Don't despair over the time it has taken you. My knowledge of PHP has been built up over eight or nine years. I don't have the benefit of an education in computer science, either. So I didn't have a running start.

What I have discovered is that the best way to approach a problem is by breaking it down into small steps. Instead of thinking in terms of code, I think in terms of what I want to happen. It helps if you start out with a skeleton of comments:

// do this

// then do this

// if (condition A) {

  // do one thing

} elseif (condition B) {

  // do something else

} else {

  // do something completely different

}

I then work on each section separately until I get it right. Sometimes, I end up with a solution that works, but is rather complex. So, I then see if there are ways to simplify it. When creating this solution for you, I first gathered the words into a multidimensional array, which involved a complex loop to access the individual words. It worked, but I thought there must be a simpler way of gathering the words into a simple array in the first place. It took a couple of attempts before I hit on array_merge(). Initially, I used array_push(), but that still created a multidimensional array.
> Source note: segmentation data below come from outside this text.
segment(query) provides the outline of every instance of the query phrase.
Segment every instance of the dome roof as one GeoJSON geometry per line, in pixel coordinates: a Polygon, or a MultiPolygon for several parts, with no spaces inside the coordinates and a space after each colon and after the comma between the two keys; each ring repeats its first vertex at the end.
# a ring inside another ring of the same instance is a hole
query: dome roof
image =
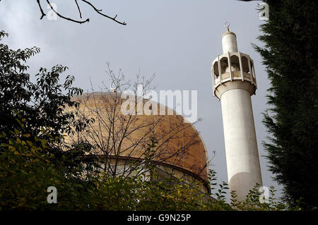
{"type": "Polygon", "coordinates": [[[143,99],[142,110],[136,109],[136,114],[124,115],[122,108],[126,106],[126,99],[117,92],[86,93],[72,100],[80,103],[78,116],[95,120],[88,131],[76,135],[95,145],[97,155],[107,154],[108,157],[141,161],[151,155],[152,162],[207,181],[205,145],[193,125],[184,121],[182,116],[173,110],[172,115],[167,115],[171,109],[143,99]],[[147,115],[145,109],[152,114],[147,115]],[[165,115],[160,115],[160,109],[165,109],[165,115]],[[158,142],[153,152],[148,148],[152,138],[158,142]]]}

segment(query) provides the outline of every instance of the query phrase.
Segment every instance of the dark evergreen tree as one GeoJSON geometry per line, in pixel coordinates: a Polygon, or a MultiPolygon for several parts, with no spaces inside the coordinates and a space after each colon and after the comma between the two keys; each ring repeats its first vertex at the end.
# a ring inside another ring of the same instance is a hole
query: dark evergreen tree
{"type": "Polygon", "coordinates": [[[318,207],[317,1],[266,0],[261,26],[265,46],[255,47],[271,80],[264,123],[269,169],[290,203],[318,207]]]}

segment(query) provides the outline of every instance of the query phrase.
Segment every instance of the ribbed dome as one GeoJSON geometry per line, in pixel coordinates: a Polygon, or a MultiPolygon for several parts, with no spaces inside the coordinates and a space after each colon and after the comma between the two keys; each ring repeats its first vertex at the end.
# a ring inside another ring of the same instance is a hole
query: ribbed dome
{"type": "MultiPolygon", "coordinates": [[[[73,100],[80,103],[79,117],[95,119],[88,132],[76,135],[95,145],[96,154],[102,156],[107,152],[108,157],[143,160],[148,154],[150,139],[155,137],[158,144],[153,162],[207,180],[208,154],[204,143],[194,127],[184,123],[175,111],[173,115],[167,115],[167,107],[151,102],[158,106],[158,115],[145,115],[143,109],[143,115],[125,116],[121,107],[126,99],[117,92],[86,93],[73,100]],[[166,115],[159,115],[160,107],[165,108],[166,115]]],[[[144,103],[147,101],[143,99],[144,103]]],[[[154,111],[155,107],[149,109],[154,111]]]]}

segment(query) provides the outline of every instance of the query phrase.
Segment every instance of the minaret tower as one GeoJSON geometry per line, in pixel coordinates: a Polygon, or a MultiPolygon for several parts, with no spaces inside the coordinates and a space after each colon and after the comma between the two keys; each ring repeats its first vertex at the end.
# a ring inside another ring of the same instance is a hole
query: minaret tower
{"type": "Polygon", "coordinates": [[[223,54],[212,62],[213,95],[221,102],[230,190],[244,200],[262,186],[251,95],[257,88],[253,60],[237,51],[236,35],[222,36],[223,54]]]}

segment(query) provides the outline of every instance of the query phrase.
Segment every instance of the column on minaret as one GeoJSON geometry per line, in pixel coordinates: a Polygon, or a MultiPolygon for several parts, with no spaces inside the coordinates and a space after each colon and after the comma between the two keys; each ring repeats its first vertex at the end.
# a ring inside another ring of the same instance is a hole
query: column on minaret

One very important technique is to use echo or print_r() to examine the results of a function or loop. It helps enormously if you can see the results of each stage of the operation.

The rest simply comes down to a lot of reading. When I first started doing PHP, I bought "Programming PHP" by Rasmus Lerdorf and Kevin Tatroe. It's not an easy book to sit down and read from cover to cover, because it's rather like a grammar book. However, I did read the first half of the book to get an overview of the core features of the language. Since then, I keep it close at hand. It's one of the most heavily-thumbed and dog-eared books in my collection. You don't even need a copy of the book. If you go through the Strings and Arrays sections of the PHP online manual, you will learn a huge amount of useful material. I don't keep everything in my head, but I usually know where to look up details of the function I'll need.

Keep at it. You'll get there in the end.